In the JDK1.6 implementation, the threshold for triggering the CMS collector has been increased to 92%. If the memory reserved during CMS operation cannot meet the needs of user threads, a "Concurrent Mode Failure" failure will occur. This is The virtual machine starts the Serial Old collector to collect garbage from the old generation. Of course, the pause time of the application will be longer, so this threshold cannot be set too high.

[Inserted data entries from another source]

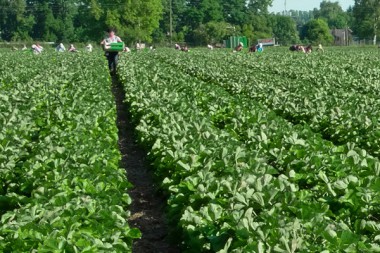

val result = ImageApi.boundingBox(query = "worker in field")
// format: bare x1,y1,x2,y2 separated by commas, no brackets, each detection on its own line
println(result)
305,45,313,54
248,44,256,53
68,44,78,53
317,44,325,53
100,28,123,75
256,43,264,53
181,45,190,53
86,44,93,53
234,42,243,52
55,43,66,52
32,42,44,54
289,45,298,52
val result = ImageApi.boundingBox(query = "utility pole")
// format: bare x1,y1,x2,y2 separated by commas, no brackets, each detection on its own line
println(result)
169,0,173,46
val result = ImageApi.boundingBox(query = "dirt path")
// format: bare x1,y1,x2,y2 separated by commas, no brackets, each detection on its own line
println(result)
112,78,180,253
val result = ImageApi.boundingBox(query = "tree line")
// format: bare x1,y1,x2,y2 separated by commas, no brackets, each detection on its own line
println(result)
0,0,380,45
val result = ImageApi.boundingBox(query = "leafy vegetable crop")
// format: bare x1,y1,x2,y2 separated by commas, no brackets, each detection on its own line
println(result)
119,51,380,253
0,53,140,252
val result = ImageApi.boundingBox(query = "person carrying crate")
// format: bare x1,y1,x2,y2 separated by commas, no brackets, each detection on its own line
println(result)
100,28,123,75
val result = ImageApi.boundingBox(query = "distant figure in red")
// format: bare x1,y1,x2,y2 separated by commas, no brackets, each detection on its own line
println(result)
305,45,313,54
249,44,256,53
289,45,300,52
234,42,243,52
181,46,189,52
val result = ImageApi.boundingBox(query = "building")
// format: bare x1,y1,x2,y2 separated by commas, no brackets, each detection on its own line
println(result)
331,28,352,46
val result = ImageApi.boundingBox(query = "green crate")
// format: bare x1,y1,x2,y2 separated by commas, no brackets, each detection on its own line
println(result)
104,42,125,52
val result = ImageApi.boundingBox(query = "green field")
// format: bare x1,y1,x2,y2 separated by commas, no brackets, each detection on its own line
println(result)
0,52,140,252
0,48,380,253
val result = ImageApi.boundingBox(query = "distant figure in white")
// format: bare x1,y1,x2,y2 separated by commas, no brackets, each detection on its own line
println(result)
69,44,77,53
317,44,325,53
55,43,66,52
256,43,264,53
232,42,244,53
32,43,44,54
86,44,93,53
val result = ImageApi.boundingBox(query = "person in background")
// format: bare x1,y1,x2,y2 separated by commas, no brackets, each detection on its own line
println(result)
305,45,313,54
248,44,256,53
32,42,44,54
100,28,123,75
55,43,66,52
234,42,243,52
317,44,325,53
86,44,93,53
256,43,264,53
68,44,78,53
289,45,298,52
181,45,189,52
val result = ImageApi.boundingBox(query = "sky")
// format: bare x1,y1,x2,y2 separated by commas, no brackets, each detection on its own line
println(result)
269,0,355,13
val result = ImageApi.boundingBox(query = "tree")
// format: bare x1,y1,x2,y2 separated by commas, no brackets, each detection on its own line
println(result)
353,0,380,43
301,19,334,45
194,21,230,45
271,15,299,45
222,0,248,26
248,0,273,14
313,0,348,28
0,0,34,40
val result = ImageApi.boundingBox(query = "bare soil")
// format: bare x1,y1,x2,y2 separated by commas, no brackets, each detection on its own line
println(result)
112,76,181,253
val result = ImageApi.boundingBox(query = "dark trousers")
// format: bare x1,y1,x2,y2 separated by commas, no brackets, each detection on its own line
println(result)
106,52,119,74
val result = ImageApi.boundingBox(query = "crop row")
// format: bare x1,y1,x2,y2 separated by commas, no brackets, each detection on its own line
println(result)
0,53,140,252
120,54,380,252
151,49,380,156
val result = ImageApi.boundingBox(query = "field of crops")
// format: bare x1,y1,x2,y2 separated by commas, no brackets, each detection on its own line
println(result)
119,48,380,253
0,48,380,253
0,52,140,253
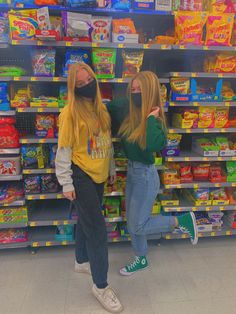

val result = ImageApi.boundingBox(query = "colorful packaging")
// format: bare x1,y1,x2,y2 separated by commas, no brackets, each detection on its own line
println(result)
92,16,112,43
92,48,116,79
175,11,207,45
63,48,89,77
35,114,55,138
62,11,92,41
205,13,234,46
198,107,215,129
122,50,144,78
8,10,38,40
215,107,229,129
32,48,56,76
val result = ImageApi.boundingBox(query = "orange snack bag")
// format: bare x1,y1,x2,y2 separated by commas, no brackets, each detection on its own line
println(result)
198,107,215,129
205,13,234,46
175,11,207,45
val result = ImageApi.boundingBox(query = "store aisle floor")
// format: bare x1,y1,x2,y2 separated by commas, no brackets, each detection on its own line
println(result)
0,238,236,314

If it causes a "Concurrent Mode Failure" failure, it will reduce performance. , as for how to set this threshold, the usage of the old generation space must be monitored for a long time.

7. G1 collector

G1 (Garbage First) is a collector provided by JDK1.7 that works in the new generation and old generation, based on "mark- "Collation" algorithm is implemented to avoid memory fragmentation problems after the collection is completed.

G1 Advantages:

1. Parallelism and concurrency: Make full use of multiple CPUs to shorten the pause time of Stop The World;

2. Generational collection: no other collection is required With cooperation, you can manage the entire Java heap, and use different methods to process newly created objects, objects that have survived for a period of time and have experienced multiple GCs to obtain better collection effects;

3. Space integration: Unlike CMS’s “mark-clear” algorithm, G1 will not generate memory space fragmentation during operation, which is conducive to long-term operation of applications. When allocating large objects, it will not cause the inability to apply for a large enough object. The continuous memory triggers a Full GC in advance;

4. Pause prediction: A predictable pause time model can be established in G1, allowing users to clearly specify the amount of time spent in garbage collection within a time segment of M milliseconds. The time on should not exceed N milliseconds.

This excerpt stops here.